Douglas Costa ainda goza de rodagem por clubes como Bayern e Juventus. O 10 colorado se consolidou como referência no Shakhtar Donetsk, na Ucrânia, onde foram companheiros.
A amizade, aliás, se mantém até hoje. E se a experiência europeia de Douglas é mais vasta, Taison viveu mais intensamente o Rio Grande do Sul e seu principal clássico.
Foi campeão da Copa Sul-Americana em 2008 e da Libertadores em 2010 antes de deixar o Inter. Esteve em campo em 11 Gre-Nais e venceu sete deles, com três empates e apenas uma derrota. Chegou a ser expulso, inclusive.
Já Douglas Costa vive outra realidade. Atuou por apenas 45 minutos no duelo que resume mais de 100 anos de história e rivalidade. Em outubro de 2009, esteve em campo na derrota para o Inter por 1 a 0, no Beira-Rio, pelo Brasileirão.
Além da amizade, o início da caminhada em seus retornos aos clubes do coração os une por um motivo nada agradável. Douglas Costa atuou em seis oportunidades e ainda não marcou pelo Grêmio. Não teve, na verdade, um mísero motivo para comemorar, já que o Tricolor é lanterna do Brasileirão, com dois pontos, e não vence há oito jogos.
Taison volta de lesão muscular na coxa direita. É sobre ele que reina o "mistério Gre-Nal". Recuperado, está pronto para iniciar a partida, mas ainda aguarda para saber se começará como titular ou reserva. Neste retorno, após nove jogos disputados, também persegue o primeiro gol em sua volta ao Inter.
Fator de desequilíbrio do Grêmio, Douglas Costa tem a antiga parceria com Rafinha como trunfo. A dupla aposta no entrosamento desde os tempos de Bayern de Munique para tramar as jogadas e iludir o sistema defensivo do Inter. O drible e o passe são os trunfos do tricolor em busca da vitória.
Taison, por sua vez, trabalha preferencialmente entre o lado esquerdo e a parte central.
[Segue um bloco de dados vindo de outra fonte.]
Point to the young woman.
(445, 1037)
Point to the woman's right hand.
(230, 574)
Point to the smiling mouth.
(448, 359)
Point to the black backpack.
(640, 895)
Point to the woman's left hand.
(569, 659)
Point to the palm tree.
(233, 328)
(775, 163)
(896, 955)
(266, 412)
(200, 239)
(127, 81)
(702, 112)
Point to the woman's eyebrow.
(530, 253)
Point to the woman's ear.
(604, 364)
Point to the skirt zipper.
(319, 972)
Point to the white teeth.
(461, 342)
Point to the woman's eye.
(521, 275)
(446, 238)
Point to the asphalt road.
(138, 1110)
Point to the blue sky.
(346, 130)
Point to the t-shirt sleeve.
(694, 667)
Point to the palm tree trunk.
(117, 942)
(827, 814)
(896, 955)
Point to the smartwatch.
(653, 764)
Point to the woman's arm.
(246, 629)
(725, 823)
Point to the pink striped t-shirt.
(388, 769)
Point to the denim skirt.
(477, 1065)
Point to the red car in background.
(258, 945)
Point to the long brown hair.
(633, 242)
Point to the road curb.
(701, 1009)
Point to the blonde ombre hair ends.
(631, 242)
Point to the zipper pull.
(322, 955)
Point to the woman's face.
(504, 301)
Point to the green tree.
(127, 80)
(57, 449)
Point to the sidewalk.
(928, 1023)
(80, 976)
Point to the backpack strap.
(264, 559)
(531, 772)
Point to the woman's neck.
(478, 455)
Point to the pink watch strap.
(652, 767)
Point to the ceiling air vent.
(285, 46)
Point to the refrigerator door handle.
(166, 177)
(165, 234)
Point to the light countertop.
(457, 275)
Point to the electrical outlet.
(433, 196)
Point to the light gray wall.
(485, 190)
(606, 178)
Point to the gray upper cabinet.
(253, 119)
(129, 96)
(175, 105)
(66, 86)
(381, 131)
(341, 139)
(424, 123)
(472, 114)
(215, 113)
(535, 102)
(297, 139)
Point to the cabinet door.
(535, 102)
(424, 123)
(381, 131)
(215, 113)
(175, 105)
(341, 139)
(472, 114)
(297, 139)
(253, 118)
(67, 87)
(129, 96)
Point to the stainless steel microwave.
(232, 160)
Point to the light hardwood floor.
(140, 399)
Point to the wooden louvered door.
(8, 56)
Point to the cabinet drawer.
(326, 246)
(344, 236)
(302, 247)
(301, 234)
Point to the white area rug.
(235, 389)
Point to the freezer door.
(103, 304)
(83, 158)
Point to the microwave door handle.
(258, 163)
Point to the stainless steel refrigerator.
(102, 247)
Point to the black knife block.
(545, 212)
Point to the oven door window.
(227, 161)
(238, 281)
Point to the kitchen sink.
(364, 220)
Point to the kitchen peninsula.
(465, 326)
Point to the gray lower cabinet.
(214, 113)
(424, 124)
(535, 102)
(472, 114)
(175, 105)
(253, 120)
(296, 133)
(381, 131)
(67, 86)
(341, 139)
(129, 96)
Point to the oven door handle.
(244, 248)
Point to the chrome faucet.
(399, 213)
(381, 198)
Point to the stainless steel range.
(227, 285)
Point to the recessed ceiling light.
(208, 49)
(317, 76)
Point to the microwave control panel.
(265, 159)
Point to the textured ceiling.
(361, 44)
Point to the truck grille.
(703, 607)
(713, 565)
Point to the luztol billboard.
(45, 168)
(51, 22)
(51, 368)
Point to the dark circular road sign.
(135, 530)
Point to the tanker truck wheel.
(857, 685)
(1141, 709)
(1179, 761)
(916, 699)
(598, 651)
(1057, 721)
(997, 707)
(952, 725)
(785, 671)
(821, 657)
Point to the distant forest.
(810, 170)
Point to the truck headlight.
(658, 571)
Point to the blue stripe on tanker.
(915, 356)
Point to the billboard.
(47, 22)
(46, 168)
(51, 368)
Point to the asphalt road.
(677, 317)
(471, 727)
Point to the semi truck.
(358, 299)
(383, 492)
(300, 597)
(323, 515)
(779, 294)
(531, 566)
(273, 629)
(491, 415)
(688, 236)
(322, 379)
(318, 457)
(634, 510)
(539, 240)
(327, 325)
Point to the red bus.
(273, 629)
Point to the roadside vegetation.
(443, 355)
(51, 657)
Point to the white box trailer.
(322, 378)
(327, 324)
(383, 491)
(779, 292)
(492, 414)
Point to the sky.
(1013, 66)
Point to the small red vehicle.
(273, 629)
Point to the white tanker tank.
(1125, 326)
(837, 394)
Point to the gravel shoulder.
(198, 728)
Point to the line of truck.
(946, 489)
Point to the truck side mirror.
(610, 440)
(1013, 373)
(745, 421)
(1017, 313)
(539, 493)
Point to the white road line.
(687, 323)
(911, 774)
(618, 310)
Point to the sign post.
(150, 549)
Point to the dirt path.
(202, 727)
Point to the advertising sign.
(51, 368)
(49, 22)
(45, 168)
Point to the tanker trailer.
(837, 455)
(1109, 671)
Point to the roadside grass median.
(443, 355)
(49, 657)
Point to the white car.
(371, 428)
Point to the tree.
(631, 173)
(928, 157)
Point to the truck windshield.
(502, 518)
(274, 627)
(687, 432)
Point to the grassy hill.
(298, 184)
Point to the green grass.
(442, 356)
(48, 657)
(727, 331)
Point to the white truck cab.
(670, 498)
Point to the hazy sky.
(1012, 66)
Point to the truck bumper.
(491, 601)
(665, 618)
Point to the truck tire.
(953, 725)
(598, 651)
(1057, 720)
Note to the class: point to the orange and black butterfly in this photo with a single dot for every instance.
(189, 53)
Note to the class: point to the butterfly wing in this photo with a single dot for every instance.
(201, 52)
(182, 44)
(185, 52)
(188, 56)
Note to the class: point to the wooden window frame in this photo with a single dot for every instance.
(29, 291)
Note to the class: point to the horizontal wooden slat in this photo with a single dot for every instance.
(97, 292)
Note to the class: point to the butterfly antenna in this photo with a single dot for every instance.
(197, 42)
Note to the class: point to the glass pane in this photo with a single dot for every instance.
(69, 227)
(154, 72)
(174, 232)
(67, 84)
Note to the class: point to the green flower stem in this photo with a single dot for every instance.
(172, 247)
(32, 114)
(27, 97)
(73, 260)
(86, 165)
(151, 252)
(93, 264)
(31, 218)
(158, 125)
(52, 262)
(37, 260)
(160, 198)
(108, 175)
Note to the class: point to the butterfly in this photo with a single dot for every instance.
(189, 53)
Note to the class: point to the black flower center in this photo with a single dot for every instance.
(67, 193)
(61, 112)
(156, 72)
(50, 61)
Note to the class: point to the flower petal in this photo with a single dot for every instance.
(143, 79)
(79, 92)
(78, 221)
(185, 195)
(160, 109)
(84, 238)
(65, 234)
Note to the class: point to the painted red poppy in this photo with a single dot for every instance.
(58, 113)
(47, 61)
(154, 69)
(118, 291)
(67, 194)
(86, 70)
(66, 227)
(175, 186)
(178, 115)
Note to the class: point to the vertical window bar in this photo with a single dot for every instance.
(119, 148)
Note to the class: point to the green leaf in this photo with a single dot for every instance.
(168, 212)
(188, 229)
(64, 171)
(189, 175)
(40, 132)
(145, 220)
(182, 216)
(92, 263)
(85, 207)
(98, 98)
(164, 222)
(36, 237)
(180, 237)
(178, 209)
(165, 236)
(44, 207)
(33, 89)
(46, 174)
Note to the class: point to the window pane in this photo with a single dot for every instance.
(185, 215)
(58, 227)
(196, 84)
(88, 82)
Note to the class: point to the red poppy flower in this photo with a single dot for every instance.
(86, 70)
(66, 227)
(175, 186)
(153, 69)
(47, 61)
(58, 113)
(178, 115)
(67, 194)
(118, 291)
Se a arrancada não é mais a que o consagrou na primeira passagem pelo Beira-Rio, a visão de jogo surge como cartão de visita para municiar Edenilson, Patrick, Caio Vidal e Yuri Alberto. Capitão da equipe, tem a voz ativa para mobilizar o grupo pela retomada.
O retorno às origens da dupla tem seu ponto alto neste sábado. Resta saber qual camisa 10 levará vantagem. No clássico para minimizar os problemas, Douglas Costa e Taison são os suspiros de esperança de Grêmio e Inter.